Protagonista del libro, vi allude il titolo, è la luce. Luce filtrata dalla pellicola e ordinatamente proiettata sul grande schermo dal dialogo tra l’inventore e l’ispirazione. Il primo della lunga teoria di artisti, cui Ilaria si rivolge come postulante ad altrettanti Oracoli, è Chuck Palahniuk. Manifesto l’argomento principe della narrazione: l’estasi ingestibile, la visione mistica invalidante.
Tyler (Durden, nel romanzo di Palahniuk) consegue la propria visione, attraverso il medesimo strumento utilizzato dagli apache per l’iniziazione del giovane guerriero: privazione del sonno. Nel film cult di David Fincher, uscito nelle sale il ventinove ottobre del 1999, Edward Norton e Brad Pitt, due corpi monumentali animati da talento e lavoro incommensurabili, si contendono la mente del protagonista. L’espediente metafilmico adoperato da Fincher, per rendere in funzione espressiva il corto circuito sinaptico, causa dello sdoppiamento del proprio personaggio, è l’innesto di un singolo fotogramma avulso alla scena. Il terrorismo culturale, cui si fa riferimento in una delle scene, prevede per esempio l’innesto dell’immagine di un pene, fra quelle animate di un lungometraggio per bambini. Palese il riferimento al messaggio subliminale, argomento molto in voga nel pubblico dibattito di quel periodo.
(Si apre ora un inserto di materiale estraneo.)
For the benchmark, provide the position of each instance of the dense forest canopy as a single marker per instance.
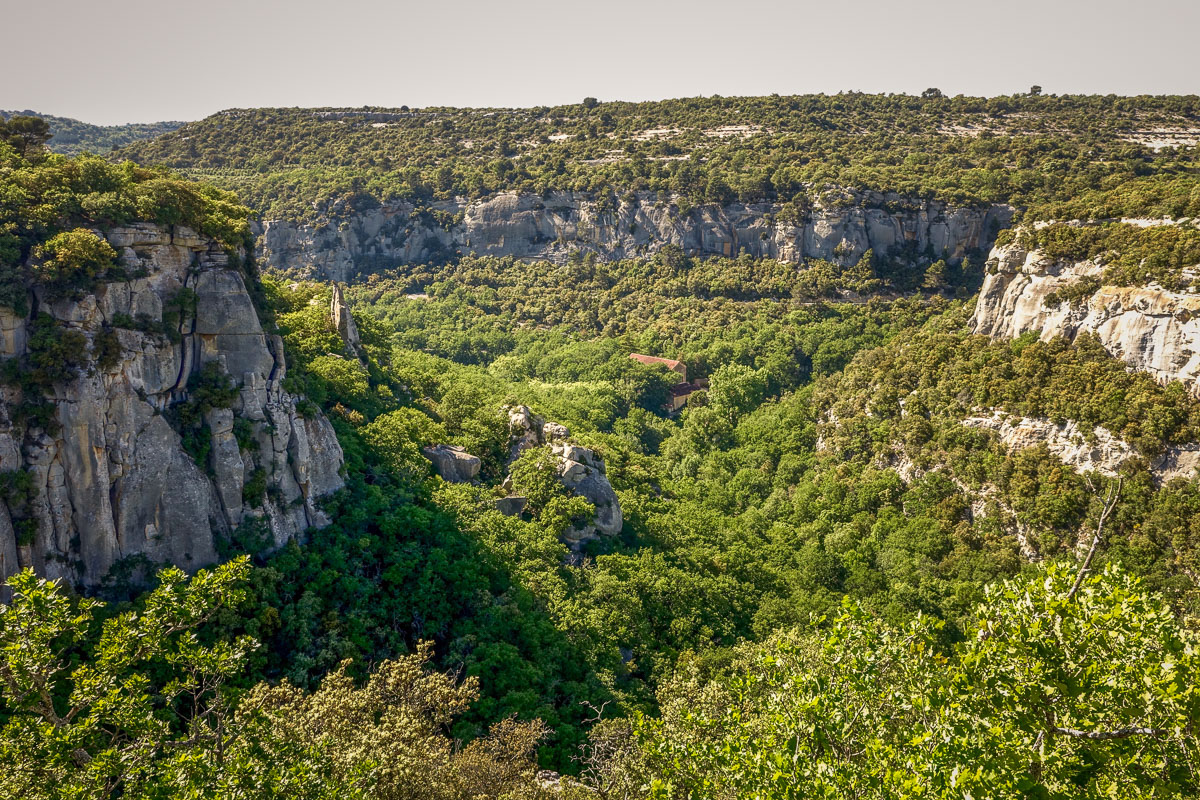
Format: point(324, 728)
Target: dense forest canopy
point(826, 584)
point(1023, 149)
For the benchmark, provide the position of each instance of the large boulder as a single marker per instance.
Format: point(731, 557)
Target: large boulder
point(453, 463)
point(582, 471)
point(112, 480)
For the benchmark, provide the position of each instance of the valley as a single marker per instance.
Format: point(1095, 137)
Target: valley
point(898, 497)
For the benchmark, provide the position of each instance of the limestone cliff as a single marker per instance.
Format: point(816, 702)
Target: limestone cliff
point(529, 226)
point(111, 477)
point(1151, 329)
point(1099, 451)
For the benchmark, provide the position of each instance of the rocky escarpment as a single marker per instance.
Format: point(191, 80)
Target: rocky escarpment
point(1150, 328)
point(109, 479)
point(1099, 451)
point(580, 470)
point(529, 226)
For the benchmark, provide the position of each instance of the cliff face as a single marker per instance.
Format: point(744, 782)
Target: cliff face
point(1149, 328)
point(529, 226)
point(111, 475)
point(1099, 451)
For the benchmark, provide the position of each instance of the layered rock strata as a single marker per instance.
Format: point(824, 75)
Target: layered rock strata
point(535, 227)
point(111, 479)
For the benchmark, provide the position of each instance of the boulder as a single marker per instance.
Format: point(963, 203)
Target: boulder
point(582, 471)
point(453, 463)
point(513, 505)
point(112, 479)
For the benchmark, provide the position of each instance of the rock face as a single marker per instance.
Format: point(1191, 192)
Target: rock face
point(581, 470)
point(343, 320)
point(529, 226)
point(111, 477)
point(1102, 452)
point(1151, 329)
point(453, 463)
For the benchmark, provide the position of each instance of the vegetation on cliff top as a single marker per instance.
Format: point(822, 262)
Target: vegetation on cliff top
point(48, 204)
point(304, 163)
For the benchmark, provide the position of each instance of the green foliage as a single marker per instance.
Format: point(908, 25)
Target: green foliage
point(1089, 695)
point(131, 721)
point(52, 203)
point(535, 477)
point(70, 263)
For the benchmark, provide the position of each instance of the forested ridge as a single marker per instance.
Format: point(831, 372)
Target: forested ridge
point(825, 584)
point(1023, 149)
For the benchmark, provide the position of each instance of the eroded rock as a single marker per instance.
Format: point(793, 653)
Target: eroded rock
point(113, 480)
point(532, 226)
point(453, 463)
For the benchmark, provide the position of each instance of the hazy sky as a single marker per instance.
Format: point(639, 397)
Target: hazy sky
point(142, 60)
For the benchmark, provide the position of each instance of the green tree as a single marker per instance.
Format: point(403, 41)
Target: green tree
point(148, 702)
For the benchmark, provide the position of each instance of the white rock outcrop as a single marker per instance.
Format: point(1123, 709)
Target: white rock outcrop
point(581, 471)
point(1151, 329)
point(1101, 452)
point(111, 479)
point(453, 463)
point(531, 226)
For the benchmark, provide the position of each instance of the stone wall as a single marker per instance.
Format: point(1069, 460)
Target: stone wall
point(529, 226)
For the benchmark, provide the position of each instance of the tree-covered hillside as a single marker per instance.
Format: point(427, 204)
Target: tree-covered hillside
point(828, 578)
point(301, 163)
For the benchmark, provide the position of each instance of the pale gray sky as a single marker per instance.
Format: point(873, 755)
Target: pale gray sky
point(111, 61)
Questi fotogrammi incoerenti, sbagliati, decontestualizzati e strappati a un insieme indicibile e recondito, squarciati dal ventre imbottito della bambagia da pupazzo, di tabù scorticati e sbugiardati feticcio sovrano e Lare (per la bambina che Ilaria non è mai stata), spalmati su pagina con perizia inarrivabile e precisione ossessiva, la scrittrice ha poetato “Disturbi di luminosità” (Gaffi, 2018).
Il lemma “luce” compare una prima volta a pagina 14, ci offre lo spunto per analizzare uno stilema della scrittrice, che ha molto da insegnare ai colleghi della presente generazione e di quelle precedenti, fatti salvi pochi maestri: “Lascia entrare la luce. Il buio. La luce. Il buio. La luce.”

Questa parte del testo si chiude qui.